Добавил:
Upload Опубликованный материал нарушает ваши авторские права? Сообщите нам.
Вуз: Предмет: Файл:
Якобсон. Панов. Жаккар - АвангардI.doc
Скачиваний:
12
Добавлен:
10.02.2015
Размер:
484.86 Кб
Скачать

I

Лингвистика давно не довольствуется изучением мертвых языков, изжитых языковых эпох. Минувшие языковые системы нами интерпретируются с трудом; мы не переживаем вполне, а лишь частично, приблизительно, притом сильно переосмысливая, воспринимаем их элементы. Документы, из которых мы черпаем все наши сведения о языке прошлого, всегда неточны.

В силу этого все с большей настоятельностью выдвигается изучение современных говоров. Диалектология становится главным импульсом раскрытия основных лингвистических законов, и лишь изучение процессов живой речи позволяет проникнуть в тайны окаменелой структуры языка былых периодов. Только по отношению к языку современному безусловно применим прием временного разреза, так называемый синхронический метод, дающий возможность отделить живые процессы от окаменелых форм, продуктивные системы от “лингвистической пыли” (термин Ф. де Соссюра), дающий возможность усмотреть не только выкристаллизовавшиеся лингвистические законы, но и намечающиеся тенденции.

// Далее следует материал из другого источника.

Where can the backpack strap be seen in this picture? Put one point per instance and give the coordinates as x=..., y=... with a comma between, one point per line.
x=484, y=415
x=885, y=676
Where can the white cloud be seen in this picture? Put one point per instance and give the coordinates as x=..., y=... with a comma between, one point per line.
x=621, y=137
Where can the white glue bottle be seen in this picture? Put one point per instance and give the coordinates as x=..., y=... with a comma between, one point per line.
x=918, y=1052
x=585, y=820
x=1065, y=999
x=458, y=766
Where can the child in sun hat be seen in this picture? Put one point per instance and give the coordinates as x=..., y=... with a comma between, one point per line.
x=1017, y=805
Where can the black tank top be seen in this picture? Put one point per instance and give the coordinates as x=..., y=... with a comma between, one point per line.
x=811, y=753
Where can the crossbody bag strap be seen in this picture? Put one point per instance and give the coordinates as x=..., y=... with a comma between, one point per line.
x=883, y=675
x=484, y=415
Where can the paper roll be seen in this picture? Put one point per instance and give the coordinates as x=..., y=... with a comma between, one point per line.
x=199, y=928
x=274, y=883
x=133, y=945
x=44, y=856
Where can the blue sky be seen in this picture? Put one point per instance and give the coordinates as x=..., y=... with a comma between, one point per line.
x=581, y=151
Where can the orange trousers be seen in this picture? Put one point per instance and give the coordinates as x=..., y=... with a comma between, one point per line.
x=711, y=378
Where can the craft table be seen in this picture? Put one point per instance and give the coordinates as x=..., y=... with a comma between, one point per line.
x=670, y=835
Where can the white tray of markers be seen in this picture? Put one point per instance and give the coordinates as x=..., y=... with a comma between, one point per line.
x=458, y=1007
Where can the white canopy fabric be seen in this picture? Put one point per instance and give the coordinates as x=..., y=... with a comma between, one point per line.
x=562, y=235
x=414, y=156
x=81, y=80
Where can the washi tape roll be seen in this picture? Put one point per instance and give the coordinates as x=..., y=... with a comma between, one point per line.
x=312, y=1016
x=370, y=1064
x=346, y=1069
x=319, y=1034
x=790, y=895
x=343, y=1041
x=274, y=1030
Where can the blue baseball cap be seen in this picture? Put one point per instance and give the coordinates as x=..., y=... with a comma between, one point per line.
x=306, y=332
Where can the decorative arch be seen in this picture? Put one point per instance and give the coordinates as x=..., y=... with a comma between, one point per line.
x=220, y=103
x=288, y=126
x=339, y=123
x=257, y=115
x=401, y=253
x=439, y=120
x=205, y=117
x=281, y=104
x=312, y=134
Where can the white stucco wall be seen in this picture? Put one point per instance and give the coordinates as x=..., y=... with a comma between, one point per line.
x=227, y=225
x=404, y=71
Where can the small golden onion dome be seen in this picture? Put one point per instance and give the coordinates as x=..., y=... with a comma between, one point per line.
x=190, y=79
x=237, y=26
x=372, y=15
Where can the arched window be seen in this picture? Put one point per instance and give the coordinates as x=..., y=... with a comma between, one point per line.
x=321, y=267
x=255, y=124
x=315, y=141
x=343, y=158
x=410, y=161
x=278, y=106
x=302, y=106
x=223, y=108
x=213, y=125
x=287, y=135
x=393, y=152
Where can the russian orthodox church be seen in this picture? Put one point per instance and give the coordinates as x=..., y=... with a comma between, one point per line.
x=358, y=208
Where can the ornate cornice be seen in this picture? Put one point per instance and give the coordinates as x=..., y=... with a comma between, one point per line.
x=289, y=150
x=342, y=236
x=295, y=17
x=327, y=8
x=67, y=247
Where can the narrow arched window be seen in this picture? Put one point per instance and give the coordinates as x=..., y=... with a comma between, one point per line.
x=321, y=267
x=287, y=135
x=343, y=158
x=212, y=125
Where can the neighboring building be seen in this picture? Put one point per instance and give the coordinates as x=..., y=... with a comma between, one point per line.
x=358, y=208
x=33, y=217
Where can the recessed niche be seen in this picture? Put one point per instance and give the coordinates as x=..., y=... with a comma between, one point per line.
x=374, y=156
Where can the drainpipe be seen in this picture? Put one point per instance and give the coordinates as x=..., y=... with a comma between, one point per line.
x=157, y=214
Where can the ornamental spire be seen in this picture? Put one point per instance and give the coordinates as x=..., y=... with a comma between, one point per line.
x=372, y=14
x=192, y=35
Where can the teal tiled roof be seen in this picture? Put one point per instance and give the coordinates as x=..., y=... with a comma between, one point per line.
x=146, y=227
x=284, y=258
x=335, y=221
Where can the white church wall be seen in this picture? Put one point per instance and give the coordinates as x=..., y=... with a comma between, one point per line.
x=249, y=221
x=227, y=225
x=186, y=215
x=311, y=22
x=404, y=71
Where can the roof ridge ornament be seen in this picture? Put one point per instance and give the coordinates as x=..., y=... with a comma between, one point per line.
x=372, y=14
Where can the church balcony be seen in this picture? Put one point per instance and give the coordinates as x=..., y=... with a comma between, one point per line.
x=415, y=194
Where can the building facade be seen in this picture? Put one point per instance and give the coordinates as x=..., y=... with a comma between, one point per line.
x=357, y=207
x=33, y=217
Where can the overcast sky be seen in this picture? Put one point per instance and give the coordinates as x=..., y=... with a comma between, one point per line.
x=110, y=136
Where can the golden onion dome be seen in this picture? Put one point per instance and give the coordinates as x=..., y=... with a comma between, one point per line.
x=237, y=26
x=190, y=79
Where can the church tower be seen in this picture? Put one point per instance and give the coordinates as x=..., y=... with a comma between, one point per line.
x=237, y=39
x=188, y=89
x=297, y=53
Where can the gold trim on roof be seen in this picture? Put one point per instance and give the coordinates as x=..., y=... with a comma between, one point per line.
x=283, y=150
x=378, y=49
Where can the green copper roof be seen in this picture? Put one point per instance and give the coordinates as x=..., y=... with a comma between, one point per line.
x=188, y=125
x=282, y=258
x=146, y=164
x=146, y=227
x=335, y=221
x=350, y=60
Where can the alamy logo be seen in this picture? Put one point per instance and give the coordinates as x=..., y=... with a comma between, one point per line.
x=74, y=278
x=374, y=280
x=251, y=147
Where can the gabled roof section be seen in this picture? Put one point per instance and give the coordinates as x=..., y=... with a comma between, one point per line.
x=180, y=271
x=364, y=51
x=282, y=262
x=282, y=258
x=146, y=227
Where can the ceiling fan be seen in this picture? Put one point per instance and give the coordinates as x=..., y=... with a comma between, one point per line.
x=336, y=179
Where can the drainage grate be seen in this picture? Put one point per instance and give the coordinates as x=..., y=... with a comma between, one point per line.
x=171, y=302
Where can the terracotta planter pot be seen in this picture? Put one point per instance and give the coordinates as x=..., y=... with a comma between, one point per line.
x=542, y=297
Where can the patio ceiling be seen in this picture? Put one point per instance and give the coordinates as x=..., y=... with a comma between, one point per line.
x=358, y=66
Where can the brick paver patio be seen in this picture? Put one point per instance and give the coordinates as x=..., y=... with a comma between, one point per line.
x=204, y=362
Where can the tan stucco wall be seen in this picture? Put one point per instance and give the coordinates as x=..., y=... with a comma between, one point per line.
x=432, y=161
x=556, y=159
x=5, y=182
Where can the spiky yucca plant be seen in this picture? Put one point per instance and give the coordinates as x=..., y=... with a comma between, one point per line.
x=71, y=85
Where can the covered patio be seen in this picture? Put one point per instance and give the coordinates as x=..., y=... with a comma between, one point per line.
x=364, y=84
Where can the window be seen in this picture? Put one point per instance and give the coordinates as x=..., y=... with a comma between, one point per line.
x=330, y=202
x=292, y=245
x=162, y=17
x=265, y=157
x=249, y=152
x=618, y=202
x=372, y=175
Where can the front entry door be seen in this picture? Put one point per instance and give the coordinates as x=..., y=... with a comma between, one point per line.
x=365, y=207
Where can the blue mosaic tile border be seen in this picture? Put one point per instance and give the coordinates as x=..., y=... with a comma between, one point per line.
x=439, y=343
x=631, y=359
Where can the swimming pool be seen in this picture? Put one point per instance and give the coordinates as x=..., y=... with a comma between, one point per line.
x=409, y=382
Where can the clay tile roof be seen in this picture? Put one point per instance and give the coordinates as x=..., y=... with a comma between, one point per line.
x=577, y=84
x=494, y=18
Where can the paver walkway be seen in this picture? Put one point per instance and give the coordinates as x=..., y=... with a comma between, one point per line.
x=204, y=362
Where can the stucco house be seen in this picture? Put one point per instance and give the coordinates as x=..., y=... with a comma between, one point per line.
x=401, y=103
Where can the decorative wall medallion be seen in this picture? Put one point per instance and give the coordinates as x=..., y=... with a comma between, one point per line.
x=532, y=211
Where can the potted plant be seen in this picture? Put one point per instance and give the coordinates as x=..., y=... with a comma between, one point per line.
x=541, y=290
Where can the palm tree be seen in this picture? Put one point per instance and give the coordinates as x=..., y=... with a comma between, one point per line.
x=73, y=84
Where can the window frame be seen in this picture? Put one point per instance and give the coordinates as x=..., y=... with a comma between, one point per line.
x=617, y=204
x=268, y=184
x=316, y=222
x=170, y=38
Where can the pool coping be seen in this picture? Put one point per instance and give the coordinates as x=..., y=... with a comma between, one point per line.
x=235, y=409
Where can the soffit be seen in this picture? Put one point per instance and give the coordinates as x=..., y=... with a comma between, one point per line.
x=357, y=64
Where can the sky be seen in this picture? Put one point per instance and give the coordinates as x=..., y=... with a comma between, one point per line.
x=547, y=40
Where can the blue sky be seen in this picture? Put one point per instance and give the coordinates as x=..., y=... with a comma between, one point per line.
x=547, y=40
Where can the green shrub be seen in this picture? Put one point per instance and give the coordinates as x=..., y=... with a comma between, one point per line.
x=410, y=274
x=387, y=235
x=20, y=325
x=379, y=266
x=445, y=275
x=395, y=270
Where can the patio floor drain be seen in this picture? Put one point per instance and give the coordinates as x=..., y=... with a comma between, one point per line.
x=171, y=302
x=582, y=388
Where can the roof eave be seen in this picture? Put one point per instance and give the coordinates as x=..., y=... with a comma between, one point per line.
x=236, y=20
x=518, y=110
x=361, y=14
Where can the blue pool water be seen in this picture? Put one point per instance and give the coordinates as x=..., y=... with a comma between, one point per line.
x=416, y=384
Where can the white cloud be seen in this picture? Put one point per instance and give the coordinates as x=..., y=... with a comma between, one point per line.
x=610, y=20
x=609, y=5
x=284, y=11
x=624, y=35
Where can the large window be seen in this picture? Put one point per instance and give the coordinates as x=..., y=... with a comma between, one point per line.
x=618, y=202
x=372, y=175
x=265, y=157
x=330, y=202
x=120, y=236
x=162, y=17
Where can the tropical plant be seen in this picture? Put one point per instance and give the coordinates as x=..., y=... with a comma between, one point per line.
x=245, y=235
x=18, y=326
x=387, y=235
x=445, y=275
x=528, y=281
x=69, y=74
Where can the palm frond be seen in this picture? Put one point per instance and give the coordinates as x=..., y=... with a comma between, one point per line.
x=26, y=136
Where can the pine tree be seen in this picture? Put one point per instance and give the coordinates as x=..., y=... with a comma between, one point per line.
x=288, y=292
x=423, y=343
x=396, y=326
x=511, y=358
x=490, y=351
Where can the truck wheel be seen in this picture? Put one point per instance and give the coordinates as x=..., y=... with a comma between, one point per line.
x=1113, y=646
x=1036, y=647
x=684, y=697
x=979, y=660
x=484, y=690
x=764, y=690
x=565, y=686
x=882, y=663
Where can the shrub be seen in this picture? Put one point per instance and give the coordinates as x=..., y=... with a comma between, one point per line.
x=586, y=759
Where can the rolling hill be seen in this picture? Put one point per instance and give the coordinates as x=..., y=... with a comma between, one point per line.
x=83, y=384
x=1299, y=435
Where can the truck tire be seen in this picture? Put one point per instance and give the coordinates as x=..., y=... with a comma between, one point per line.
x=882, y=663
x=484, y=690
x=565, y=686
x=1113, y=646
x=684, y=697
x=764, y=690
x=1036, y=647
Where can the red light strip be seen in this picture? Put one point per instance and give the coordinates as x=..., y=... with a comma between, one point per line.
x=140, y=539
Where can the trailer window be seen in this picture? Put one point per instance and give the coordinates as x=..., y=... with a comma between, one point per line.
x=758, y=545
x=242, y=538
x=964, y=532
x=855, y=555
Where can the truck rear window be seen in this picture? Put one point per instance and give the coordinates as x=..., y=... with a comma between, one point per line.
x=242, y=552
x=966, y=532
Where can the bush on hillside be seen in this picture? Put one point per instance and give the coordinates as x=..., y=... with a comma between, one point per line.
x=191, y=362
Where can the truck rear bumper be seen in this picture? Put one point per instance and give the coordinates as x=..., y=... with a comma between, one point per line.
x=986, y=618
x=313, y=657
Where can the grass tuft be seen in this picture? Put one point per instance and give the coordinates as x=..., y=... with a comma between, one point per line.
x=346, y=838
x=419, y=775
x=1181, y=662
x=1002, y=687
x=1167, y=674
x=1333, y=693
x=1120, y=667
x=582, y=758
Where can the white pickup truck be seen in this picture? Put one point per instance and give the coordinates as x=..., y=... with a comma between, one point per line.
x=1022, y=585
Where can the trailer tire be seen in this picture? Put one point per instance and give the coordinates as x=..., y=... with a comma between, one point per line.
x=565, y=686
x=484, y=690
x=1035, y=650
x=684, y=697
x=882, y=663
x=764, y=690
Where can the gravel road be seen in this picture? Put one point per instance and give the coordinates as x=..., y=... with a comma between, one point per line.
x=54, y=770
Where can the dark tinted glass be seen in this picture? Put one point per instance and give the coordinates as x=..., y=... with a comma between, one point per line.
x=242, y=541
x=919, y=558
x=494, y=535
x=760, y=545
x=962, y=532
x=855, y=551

Трактуя о языковых явлениях прошлого, трудно избегнуть схематизации и некоторого рода механизации. Сегодняшний уличный разговор понятней языка Стоглава не только обывателю, но и филологу. Точно так же стихи Пушкина, как поэтический факт, сейчас непонятней, невразумительней Маяковского или Хлебникова.

Каждый факт поэтического языка современности воспринимается нами в неизбежном сопоставлении с тремя моментами -наличной поэтической традицией, практическим языком настоящего и предстоящей данному проявлению поэтической задачей. Последний момент Хлебников характеризует так:

Когда я замечал, что старые строки вдруг тускнели, когда скрытое в них будущее становилось сегодняшним днем, я понял, что родина творчества - будущее. Оттуда дует ветер богов слова [II, 8]1

Если же мы оперируем с поэтами прошлого, эти три момента должны быть реставрированы, что удается лишь с трудом и отчасти.

В свое время стихи Пушкина были, по выражению современного ему журнала, “феноменом в истории русского языка и стихосложения”, и критик тогда еще не задумывался о “мудрости Пушкина”, а вопрошал: “Зачем эти прекрасные стихи имеют смысл? Зачем они действуют не на один только слух наш?”

Ныне Пушкин - предмет домашнего обихода, кладезь домашней философии/ Мы склонны говорить о легкости, незаметности техники как о характерной особенности Пушкина. и это ошибка перспективы. Для нас стих Пушкина-штамп; отсюда естественный вывод о простоте его. Совсем иное для пушкинских современников.

Между тем, наука и поныне трактует лишь о покойных поэтах, а если и коснется изредка живых, то лишь упокоившихся, вышедших в литературный тираж. То, что стало трюизмом в науке о практическом языке, до сих пор почитается ересью в науке о языке поэтическом, вообще плетущейся доселе в хвосте лингвистики.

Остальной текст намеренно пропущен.